I want to show you how this works. I’m going to use the example of setting up a protagonist in a script. This is usually done in the first act and encompasses everything from showing us their flaw, their work life, their family life, their social life, and how they fit into the larger world you’ve constructed. But remember, you can do this with ANY scene in your script.
Say we need to set up that our protagonist, Doug, has given up on life. That’s our goal in these scenes, is to show that he’s become an uninspired lonely human being who’s no longer contributing to society.
We might start with a scene that shows Doug sitting in his apartment staring at the television, looking lifeless. We then might show him at the convenience store, late at night, stumbling through the aisles, loading up on junk food. We then might show him walking home, spotting a group of trendy partygoers laughing their butts off across the street. Their presence only makes Doug feel lonelier.
Do these scenes set up our character? Sure. We definitely know Doug better after we read them. But nothing’s actually HAPPENED in any of these scenes. Not a single one has entertained the reader. In order to entertain, you must create situations that engage the character, that force him/her to act. Each scene must do this on some level.
So let’s rewrite all these scenes with that in mind. Say in the first scene, our character is watching TV (via a digital antennae), stuffing his sad face with donuts. The feed keeps cutting out as he watches. He stares at this, annoyed. We get the sense that he does NOT want to get up and deal with this. It takes a long inner struggle but we finally CUT to him at the antennae, making minute adjustments to fix the reception. He gets it to work, steps back, it goes bad again, another minor adjustment, it’s good, steps back, it goes bad again. He keeps doing this until FINALLY he gets a clear picture. He very carefully tiptoes back to his chair, desperate not to disturb a single molecule in the room. Sits down. And the feed goes bad again.

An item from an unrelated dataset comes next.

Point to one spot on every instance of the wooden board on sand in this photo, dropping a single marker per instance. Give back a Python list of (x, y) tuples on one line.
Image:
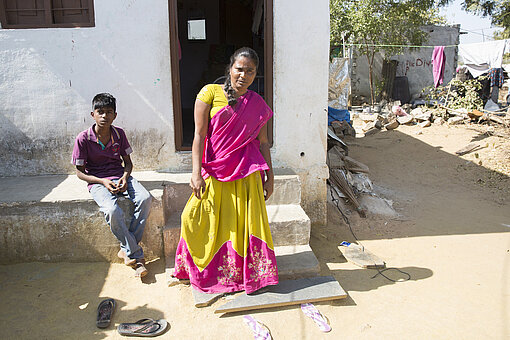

Now what about that convenience store scene? Well, while the new TV scene was okay, there weren’t any stakes (who cares if he fixes the reception on a show he’s not really into anyway – I’d probably change that in the next draft). Let’s not make that mistake again. Before Doug goes to the store, we see him struggling with dry mouth after eating all those donuts. He needs to wash them down. So he goes to the fridge, grabs the milk carton… but it’s empty. Fuck! He stares at this as if’s literally the worst thing that’s ever happened to him in his life (now we have stakes – he NEEDS that milk).
Cut to him at the convenience store. He walks straight to the cold drinks, gets to the milk section. Looks inside. ALL EMPTY. There’s no milk. At all. He takes a deep breath, beyond frustrated. Then, on the top shelf, way way way back, he sees one last milk carton. He opens the cooler, reaches as far back as he can, can’t reach it. He has to stand awkwardly on the bottom drink shelf, which feels shaky. He reaches again. He’s almost got it. He finally REACHES it, but just as he grabs it, his weight COLLAPSES the bottom shelf, causing a domino effect where all the drinks SPILL OUT onto the floor, splashing up all over him. During the chaos, he drops the milk, which opens up, spilling everywhere.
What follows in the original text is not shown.